Skip site navigation (1)Skip section navigation (2)
Date:      Fri, 1 Dec 2000 11:44:04 +0100 (CET)
From:      News History File User <newsuser@free-pr0n.netscum.dk>
To:        hackers@freebsd.org, dillon@earth.backplane.com
Cc:        usenet@tdk.net, soren@wasabisystems.com
Subject:   Re: vm_pageout_scan badness
Message-ID:  <200012011044.eB1Ai4353062@newsmangler.inet.tele.dk>

next in thread | raw e-mail | index | archive | help
Long ago, it was written here on 25 Oct 2000 by Matt Dillon:

> :Consider that a file with a huge number of pages outstanding
> :should probably be stealing pages from its own LRU list, and
> :not the system, to satisfy new requests.  This is particularly
> :true of files that are demanding resources on a resource-bound
> :system.
> :...
> :                                       Terry Lambert
> :                                       terry@lambert.org
> 
>     This isn't exactly what I was talking about.  The issue in regards to
>     the filesystem syncer is that it fsync()'s an entire file.  If
>     you have a big file (e.g. a USENET news history file) the 
>     filesystem syncer can come along and exclusively lock it for
>     *seconds* while it is fsync()ing it, stalling all activity on
>     the file every 30 seconds.
[...]
>     One of the reasons why Yahoo uses MAP_NOSYNC so much (causing the problem
>     that Alfred has been talking about) is because the filesystem
>     syncer is 'broken' in regards to generating unnecessarily long stalls.
> 
>     Personally speaking, I would much rather use MAP_NOSYNC anyway, even with
>     a fixed filesystem syncer.   MAP_NOSYNC pages are not restricted by
>     the size of the filesystem buffer cache, so you can have a whole
>     lot more dirty pages in the system then you would normally be able to
>     have.  This 'feature' has had the unfortunate side effect of screwing
>     up *THWACK*

Yeah, no kidding -- here's what I see it screwing up.  First, some
background:

I've built three news machines, two transit boxen and one reader box,
with recent INN k0dez, and 4.2-STABLE of a few days ago (having tested
NetBSD, more on that later), and a brief detour into 5-current.

The two transit boxes have somewhere on the order of ~400MB memory
or less; the amount I've put in the reader box has increased up to a
Gig as I try to figure out what's happening.  I'm using the MAP_NOSYNC
on the history database files on all to try to get the NetBSD performance
of not hitting history, and I've made a couple other minor tweaks to
use mmap where the INN history code probably should, but doesn't.

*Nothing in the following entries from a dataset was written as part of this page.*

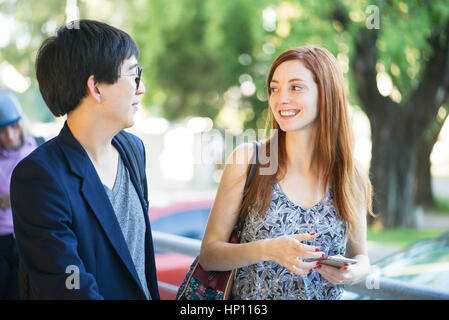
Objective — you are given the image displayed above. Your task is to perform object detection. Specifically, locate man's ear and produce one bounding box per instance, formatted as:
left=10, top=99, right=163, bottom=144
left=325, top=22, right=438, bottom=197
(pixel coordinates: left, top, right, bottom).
left=87, top=74, right=101, bottom=103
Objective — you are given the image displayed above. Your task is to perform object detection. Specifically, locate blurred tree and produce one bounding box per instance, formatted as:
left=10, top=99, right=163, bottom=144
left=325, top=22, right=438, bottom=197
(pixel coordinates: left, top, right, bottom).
left=415, top=105, right=449, bottom=208
left=132, top=0, right=270, bottom=123
left=328, top=0, right=449, bottom=228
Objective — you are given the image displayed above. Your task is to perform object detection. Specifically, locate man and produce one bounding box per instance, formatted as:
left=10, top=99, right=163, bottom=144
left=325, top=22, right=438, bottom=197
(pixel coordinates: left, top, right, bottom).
left=11, top=20, right=159, bottom=299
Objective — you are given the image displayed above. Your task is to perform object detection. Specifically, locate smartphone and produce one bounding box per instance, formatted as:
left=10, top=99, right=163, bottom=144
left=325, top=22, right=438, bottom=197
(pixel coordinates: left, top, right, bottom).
left=317, top=257, right=357, bottom=268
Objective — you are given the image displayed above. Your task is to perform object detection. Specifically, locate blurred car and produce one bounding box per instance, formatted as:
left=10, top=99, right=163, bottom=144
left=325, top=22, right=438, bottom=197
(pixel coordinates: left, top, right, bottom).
left=149, top=200, right=213, bottom=300
left=343, top=232, right=449, bottom=299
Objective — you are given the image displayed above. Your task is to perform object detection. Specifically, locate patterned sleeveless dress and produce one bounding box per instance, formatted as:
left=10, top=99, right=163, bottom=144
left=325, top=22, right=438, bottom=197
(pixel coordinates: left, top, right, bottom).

Everything starts out well, where the history disk is beaten at startup
but as time passes, the time taken to do lookups and writes drops down
to near-zero levels, and the disk gets quiet.  And actually, the transit
machines stay that way, while the reader machine gives me problems after
some time.

What I notice is that the amount of memory used keeps increasing, until
it's all used, and the Free amount shown by `top' drops to a meg or so.
Cache and Buf get a bit, but most of it is Active.  Far more than is
accounted for by the processes.

Now, what happens on the reader machine is that after some time of the
Active memory increasing, it runs out and starts to swap out processes,
and the timestamps on the history database files (.index and .hash, this
is the md5-based history) get updated, rather than remaining at the
time INN is started.  Then the rapid history times skyrocket until it
takes more than 1/4 of the time.  I don't see this on the transit boxen
even after days of operation.

Now, what happens when I stop INN and everything news-related is that
some memory is freed up, but still, there can be, say, 400MB still
reported as Active.  More when I had a full gig in this machine to
try to keep it from swapping, all of which got used...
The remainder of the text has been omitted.